Après avoir réalisé son travail doctoral sous la direction de Franciso Varela à l'Institut des Neurosciences (Université Pierre et Marie Curie), Valérie Bonnardel a poursuivi des recherches au laboratoire de Psychologie Expérimentale à l'université de Cambridge (Royaume-Uni). Son travail de recherche concernait les aspects psychophysiques de la vision colorée chez l'homme. À l'exception d'une année passée en Inde pour mener une étude sur les aspects cognitifs et culturels de la couleur, l'ensemble de sa carrière d'enseignante s'est effectuée au Royaume-Uni. Depuis ces dernières années, elle enseigne dans le département de Psychologie à l'université de Winchester où il lui a été possible de développer un cours destiné aux étudiants de troisième année, intitulé "Embodied Cognition and Contemplative Practice Studies".

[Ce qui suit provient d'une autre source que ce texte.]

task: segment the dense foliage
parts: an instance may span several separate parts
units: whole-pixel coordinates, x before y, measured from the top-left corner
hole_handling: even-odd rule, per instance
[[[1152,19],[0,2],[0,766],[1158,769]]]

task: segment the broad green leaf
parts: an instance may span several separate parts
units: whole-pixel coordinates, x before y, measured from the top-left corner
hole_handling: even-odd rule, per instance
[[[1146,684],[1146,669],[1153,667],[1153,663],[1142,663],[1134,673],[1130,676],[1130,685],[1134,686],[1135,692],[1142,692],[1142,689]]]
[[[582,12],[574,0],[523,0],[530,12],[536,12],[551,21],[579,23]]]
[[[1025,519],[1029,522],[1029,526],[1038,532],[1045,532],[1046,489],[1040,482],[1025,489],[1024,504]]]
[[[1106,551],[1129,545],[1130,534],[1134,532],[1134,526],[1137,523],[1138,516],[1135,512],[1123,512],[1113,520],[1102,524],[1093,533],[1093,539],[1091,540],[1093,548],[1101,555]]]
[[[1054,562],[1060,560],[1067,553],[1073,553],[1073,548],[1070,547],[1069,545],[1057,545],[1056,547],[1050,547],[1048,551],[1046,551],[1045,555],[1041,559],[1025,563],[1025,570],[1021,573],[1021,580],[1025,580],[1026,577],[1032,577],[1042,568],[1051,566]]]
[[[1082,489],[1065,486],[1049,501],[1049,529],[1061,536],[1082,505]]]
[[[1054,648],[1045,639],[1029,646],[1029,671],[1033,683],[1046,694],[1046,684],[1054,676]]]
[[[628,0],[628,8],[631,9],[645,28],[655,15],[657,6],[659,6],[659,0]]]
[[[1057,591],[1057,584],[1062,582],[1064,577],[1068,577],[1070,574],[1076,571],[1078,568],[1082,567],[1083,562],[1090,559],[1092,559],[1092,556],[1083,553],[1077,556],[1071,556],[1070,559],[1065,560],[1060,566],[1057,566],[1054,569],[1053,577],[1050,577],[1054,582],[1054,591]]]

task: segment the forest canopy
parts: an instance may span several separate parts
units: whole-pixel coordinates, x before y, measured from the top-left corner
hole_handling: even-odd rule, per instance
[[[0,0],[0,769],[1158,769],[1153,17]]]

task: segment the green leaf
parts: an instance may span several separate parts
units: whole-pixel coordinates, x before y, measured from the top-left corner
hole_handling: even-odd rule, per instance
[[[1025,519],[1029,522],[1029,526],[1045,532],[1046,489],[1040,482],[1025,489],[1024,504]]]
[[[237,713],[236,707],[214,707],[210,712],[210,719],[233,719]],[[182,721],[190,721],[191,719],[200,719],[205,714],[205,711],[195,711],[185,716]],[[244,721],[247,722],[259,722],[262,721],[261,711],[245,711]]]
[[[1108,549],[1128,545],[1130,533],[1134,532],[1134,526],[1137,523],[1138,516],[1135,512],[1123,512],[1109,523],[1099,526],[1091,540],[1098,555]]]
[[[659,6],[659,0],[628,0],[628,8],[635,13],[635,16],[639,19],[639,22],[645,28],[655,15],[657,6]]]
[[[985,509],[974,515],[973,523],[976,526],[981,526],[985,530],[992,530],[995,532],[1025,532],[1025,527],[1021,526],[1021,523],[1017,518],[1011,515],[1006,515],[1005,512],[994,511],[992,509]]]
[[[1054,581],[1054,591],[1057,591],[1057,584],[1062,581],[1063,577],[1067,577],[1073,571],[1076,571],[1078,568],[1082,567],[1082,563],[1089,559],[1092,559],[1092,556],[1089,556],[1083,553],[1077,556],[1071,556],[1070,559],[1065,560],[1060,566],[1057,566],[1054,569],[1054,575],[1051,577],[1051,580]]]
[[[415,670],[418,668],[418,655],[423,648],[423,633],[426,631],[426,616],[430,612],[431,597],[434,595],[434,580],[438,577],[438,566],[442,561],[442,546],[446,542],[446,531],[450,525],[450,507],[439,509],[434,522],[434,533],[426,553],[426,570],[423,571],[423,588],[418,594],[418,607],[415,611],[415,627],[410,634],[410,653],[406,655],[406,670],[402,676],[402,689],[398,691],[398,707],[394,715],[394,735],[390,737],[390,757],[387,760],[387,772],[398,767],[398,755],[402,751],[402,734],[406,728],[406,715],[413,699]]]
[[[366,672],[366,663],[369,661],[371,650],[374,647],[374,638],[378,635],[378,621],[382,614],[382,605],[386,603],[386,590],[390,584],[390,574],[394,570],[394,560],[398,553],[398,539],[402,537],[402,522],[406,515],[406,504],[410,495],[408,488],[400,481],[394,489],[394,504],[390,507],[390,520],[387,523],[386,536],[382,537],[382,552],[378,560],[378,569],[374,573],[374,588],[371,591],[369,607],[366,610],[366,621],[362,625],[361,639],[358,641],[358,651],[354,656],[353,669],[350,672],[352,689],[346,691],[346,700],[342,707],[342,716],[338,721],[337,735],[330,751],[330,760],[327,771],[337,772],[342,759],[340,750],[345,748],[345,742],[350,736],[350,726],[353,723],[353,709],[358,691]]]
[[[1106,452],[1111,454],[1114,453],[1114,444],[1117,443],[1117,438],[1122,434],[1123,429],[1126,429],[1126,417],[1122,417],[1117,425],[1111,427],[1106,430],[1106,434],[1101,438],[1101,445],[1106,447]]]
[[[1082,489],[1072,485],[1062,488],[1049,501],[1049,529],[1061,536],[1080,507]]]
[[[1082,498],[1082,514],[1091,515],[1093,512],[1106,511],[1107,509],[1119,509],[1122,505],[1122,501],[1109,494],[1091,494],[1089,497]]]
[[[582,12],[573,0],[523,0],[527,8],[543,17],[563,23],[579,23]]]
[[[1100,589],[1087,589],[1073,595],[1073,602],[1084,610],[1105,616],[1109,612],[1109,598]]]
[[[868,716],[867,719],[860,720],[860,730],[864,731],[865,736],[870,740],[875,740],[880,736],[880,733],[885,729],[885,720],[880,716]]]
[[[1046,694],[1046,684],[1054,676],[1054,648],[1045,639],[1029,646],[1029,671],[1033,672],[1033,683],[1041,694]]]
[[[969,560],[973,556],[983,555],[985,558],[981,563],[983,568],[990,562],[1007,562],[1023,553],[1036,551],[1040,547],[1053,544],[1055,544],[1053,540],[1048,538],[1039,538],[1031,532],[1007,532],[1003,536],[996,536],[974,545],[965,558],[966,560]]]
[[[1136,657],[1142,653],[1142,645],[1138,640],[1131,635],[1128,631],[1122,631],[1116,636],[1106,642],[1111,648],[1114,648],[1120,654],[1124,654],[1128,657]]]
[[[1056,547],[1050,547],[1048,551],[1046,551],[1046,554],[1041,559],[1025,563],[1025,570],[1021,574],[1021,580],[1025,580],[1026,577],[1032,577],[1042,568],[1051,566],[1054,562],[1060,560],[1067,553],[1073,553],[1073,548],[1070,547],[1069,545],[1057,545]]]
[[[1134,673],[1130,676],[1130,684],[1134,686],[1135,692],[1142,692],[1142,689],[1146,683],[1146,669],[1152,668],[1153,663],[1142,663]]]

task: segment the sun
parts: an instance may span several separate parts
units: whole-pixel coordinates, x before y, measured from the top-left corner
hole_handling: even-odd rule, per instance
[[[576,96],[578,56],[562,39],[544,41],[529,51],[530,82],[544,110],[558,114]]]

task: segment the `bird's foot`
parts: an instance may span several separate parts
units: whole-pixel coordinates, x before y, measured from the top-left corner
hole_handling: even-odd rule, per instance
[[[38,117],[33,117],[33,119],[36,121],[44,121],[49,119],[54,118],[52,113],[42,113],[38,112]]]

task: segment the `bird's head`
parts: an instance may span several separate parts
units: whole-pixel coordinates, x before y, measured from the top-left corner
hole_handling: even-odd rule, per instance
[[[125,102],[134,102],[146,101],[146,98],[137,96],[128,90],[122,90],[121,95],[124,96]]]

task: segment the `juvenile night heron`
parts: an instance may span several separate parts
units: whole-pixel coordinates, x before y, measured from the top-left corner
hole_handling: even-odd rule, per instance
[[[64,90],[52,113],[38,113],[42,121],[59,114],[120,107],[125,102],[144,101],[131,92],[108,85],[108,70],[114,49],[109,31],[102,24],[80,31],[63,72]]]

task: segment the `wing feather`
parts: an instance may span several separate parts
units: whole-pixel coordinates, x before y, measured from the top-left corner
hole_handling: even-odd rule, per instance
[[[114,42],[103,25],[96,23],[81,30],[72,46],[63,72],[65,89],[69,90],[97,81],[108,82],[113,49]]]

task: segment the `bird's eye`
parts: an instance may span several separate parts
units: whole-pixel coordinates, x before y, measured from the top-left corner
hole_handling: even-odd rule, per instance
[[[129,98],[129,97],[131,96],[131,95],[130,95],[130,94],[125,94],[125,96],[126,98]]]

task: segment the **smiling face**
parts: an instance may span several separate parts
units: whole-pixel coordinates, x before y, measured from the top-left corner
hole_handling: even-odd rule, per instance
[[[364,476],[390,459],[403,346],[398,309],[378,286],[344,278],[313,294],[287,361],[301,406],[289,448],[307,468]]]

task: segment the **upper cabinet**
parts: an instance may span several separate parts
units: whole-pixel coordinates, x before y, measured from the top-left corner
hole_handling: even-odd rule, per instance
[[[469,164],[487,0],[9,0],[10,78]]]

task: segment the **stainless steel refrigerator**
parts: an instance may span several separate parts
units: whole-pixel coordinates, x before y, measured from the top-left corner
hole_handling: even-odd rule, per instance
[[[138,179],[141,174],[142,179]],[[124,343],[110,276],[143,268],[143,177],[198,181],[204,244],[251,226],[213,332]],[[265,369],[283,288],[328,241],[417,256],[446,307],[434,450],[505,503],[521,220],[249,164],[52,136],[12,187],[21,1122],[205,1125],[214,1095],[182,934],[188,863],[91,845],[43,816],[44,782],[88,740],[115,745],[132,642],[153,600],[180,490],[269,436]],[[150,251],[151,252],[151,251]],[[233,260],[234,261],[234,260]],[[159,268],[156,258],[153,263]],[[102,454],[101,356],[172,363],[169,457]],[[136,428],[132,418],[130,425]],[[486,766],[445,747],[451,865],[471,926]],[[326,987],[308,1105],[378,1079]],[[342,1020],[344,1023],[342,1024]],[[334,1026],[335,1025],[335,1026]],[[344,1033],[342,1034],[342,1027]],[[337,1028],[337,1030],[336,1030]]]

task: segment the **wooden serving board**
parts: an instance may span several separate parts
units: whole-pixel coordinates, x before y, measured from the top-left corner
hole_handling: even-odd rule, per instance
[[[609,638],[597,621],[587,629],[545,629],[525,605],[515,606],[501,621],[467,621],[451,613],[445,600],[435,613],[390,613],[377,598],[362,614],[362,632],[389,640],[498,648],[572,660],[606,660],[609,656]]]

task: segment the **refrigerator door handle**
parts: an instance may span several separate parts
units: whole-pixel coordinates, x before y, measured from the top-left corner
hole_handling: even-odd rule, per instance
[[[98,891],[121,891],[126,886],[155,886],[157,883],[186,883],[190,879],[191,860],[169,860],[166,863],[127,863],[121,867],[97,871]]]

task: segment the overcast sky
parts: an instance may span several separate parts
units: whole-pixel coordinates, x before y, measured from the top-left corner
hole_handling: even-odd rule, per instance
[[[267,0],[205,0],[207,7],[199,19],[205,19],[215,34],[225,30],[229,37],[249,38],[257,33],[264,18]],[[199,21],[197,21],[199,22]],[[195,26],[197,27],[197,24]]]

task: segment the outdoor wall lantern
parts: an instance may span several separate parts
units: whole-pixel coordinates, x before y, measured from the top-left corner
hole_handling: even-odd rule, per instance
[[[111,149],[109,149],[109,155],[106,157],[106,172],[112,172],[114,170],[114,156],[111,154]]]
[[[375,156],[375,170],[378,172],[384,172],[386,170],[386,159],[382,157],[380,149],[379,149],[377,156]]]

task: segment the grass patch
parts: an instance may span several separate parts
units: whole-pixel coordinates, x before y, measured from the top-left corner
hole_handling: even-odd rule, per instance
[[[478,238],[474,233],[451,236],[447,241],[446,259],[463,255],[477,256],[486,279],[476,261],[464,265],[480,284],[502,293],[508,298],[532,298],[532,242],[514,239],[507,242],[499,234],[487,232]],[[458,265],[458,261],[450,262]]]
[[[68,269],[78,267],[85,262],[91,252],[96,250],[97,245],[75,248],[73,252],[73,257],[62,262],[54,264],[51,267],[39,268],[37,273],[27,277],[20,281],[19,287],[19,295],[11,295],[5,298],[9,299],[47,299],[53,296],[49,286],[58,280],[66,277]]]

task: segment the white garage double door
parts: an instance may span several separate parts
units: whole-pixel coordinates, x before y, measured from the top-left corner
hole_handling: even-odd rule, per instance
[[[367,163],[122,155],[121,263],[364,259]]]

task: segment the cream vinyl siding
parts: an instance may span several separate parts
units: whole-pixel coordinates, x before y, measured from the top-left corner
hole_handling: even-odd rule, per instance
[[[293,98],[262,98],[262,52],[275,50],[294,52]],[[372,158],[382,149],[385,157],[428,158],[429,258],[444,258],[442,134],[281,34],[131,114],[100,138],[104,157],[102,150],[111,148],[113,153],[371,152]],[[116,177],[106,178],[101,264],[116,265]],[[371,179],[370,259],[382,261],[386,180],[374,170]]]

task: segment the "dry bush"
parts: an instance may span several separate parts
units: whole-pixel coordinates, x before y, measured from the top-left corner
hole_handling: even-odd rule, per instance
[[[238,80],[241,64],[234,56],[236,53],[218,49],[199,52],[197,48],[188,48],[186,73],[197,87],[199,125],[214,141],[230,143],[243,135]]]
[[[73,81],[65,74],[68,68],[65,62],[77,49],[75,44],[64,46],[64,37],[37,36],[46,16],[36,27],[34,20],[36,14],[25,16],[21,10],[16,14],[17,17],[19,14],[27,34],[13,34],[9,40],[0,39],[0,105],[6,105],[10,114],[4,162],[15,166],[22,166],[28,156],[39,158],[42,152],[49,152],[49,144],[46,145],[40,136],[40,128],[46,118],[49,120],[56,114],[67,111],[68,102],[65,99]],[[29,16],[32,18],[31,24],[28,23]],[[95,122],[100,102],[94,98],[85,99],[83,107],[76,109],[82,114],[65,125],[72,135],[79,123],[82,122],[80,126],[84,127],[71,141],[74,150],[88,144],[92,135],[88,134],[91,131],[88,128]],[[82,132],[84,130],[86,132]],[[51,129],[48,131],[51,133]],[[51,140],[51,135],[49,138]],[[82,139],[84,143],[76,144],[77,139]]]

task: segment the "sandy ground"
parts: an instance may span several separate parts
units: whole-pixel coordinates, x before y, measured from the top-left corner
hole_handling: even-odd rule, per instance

https://www.researchgate.net/profile/Valerie-Bonnardel

Amy COHEN-VARELA : Francisco Varela et la conversation transformatrice
L'Institut Mind and Life et son organisation sœur, Mind and Life Europe, sont le fruit du dialogue entre le neuroscientifique Francisco Varela et Tenzin Gyatso, le quatorzième Dalaï-lama. Les dialogues organisés par Mind and Life — plus de 40 depuis 1987 — sont orientés sur l'axe entre la pensée scientifique occidentale et la philosophie et la psychologie bouddhistes. Cette conférence examine les motivations de Francisco Varela pour fonder Mind and Life ; celles-ci coïncident avec une des idées fondamentales de sa pensée : celle de faire dialoguer plusieurs domaines — la science occidentale, la phénoménologie et le bouddhisme — afin d'élargir le champ d'une compréhension plus ample de l'esprit et de la conscience. Mais pour réussir cet élargissement, il faut un type de dialogue très spécifique en relation avec l'approche énactive de la cognition et du sens.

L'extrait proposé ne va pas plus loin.